# where to buy craghoppers in dubai



## harrypalmer (Jul 18, 2010)

Hi

Would anyone know where to get Craghoppers outdoor clothes in Dubai?

Been everywhere, as far as I know, in Dubai, and although there are outdoor, hiking clothes available, craghoppers are the best I've come across for trousers.

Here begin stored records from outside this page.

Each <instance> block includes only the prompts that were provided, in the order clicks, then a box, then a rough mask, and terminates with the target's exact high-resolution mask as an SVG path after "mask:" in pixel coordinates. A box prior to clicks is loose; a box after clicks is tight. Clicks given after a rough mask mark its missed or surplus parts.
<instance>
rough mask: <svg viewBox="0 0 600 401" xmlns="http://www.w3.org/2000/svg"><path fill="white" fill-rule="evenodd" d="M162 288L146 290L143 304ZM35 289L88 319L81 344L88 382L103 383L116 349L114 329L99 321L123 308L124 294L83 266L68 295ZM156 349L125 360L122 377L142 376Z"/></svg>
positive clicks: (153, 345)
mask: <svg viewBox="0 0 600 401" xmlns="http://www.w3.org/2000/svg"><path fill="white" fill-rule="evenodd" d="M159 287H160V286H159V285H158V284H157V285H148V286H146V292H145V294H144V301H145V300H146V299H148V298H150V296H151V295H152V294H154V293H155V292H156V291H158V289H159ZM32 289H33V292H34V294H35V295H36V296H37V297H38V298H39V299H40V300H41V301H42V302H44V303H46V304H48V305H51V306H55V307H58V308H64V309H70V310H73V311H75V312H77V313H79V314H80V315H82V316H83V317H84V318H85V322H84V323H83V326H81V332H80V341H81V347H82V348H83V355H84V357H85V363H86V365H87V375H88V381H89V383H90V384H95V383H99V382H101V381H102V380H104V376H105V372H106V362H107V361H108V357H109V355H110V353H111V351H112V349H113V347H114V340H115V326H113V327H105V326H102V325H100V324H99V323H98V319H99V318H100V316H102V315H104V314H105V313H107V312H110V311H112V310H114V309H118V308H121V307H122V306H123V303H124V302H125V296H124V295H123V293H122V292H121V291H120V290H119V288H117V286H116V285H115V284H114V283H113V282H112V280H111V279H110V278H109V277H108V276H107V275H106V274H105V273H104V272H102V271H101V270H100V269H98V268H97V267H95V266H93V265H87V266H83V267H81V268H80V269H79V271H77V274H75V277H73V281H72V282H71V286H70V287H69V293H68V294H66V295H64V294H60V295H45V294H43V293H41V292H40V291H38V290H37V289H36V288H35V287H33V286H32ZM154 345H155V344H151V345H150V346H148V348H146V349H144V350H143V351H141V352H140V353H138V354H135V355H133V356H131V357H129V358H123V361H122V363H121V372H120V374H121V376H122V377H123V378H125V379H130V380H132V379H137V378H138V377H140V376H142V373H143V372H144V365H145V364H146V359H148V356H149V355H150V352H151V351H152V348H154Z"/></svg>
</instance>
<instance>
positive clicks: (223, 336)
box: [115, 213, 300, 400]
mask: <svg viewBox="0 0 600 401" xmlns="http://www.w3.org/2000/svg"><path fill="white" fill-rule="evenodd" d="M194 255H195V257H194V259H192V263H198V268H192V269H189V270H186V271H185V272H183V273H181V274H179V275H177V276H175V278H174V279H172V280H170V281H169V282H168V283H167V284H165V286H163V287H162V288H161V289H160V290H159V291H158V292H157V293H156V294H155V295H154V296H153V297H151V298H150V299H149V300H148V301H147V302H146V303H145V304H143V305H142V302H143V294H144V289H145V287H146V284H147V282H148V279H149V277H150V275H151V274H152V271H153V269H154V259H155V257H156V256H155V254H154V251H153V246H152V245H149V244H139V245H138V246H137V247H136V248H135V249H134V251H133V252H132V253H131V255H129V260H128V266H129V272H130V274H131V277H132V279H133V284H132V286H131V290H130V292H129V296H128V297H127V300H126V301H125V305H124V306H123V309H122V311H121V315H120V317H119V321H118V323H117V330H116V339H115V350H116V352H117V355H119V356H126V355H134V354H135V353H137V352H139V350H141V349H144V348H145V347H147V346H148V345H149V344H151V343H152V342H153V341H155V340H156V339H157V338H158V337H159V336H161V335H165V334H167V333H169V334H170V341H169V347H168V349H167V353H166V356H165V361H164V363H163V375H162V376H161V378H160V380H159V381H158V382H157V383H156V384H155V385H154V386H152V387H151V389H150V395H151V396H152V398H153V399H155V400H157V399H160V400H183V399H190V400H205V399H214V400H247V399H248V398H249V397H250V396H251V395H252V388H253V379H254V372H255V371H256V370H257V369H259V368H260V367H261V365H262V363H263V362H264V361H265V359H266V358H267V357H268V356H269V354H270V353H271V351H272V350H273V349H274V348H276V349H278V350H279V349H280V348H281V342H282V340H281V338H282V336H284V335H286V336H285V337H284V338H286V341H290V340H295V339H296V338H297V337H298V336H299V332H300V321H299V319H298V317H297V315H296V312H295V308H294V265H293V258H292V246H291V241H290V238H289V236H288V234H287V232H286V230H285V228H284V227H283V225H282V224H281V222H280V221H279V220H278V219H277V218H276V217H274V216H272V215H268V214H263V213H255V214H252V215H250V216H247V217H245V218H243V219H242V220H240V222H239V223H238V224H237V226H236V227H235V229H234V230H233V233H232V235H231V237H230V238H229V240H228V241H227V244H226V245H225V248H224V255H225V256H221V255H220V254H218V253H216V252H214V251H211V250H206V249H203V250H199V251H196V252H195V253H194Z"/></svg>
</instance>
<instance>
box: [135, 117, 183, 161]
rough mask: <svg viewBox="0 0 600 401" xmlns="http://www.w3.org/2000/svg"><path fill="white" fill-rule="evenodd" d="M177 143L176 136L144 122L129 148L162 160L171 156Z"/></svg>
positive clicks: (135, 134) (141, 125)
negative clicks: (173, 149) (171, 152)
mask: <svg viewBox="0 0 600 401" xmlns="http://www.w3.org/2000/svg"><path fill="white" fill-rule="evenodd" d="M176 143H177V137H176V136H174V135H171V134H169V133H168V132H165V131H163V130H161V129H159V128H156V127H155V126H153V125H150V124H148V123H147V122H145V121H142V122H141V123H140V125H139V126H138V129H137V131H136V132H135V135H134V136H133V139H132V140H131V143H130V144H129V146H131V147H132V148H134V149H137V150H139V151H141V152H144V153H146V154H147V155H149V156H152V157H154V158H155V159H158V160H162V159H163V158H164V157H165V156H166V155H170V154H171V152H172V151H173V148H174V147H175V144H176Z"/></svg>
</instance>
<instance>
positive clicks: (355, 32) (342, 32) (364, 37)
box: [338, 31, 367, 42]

Any help provided would be much appreciated.

Thanks


----------



## Elphaba (Jan 24, 2008)

Are you sure they are sold here? Have you checked with the manufacturer to see if they even have a UAE distributor?
-


----------



## harrypalmer (Jul 18, 2010)

Elphaba said:


> Are you sure they are sold here? Have you checked with the manufacturer to see if they even have a UAE distributor?
> -


i did see them somewhere once, i just cant remember where, didn't need to get them on that occasion.


----------



## Gavtek (Aug 23, 2009)

Debenhams sell them in the UK, might be worth a try?


----------



## harrypalmer (Jul 18, 2010)

i've tried debenhams, i guess i'll have to find an alternative

thanks for the help


----------



## Maz25 (Jul 6, 2008)

harrypalmer said:


> i've tried debenhams, i guess i'll have to find an alternative
> 
> thanks for the help


Provided that you do not need them right away, could you not ask a friend or family member in the UK to purchase them for you and send them over?
Or alternatively, could you not order them online yourself and have them delivered here (assuming that you do not need them straight away).


----------



## harrypalmer (Jul 18, 2010)

unfortunately i'm heading out to sri lanka on saturday, last minute decision.


----------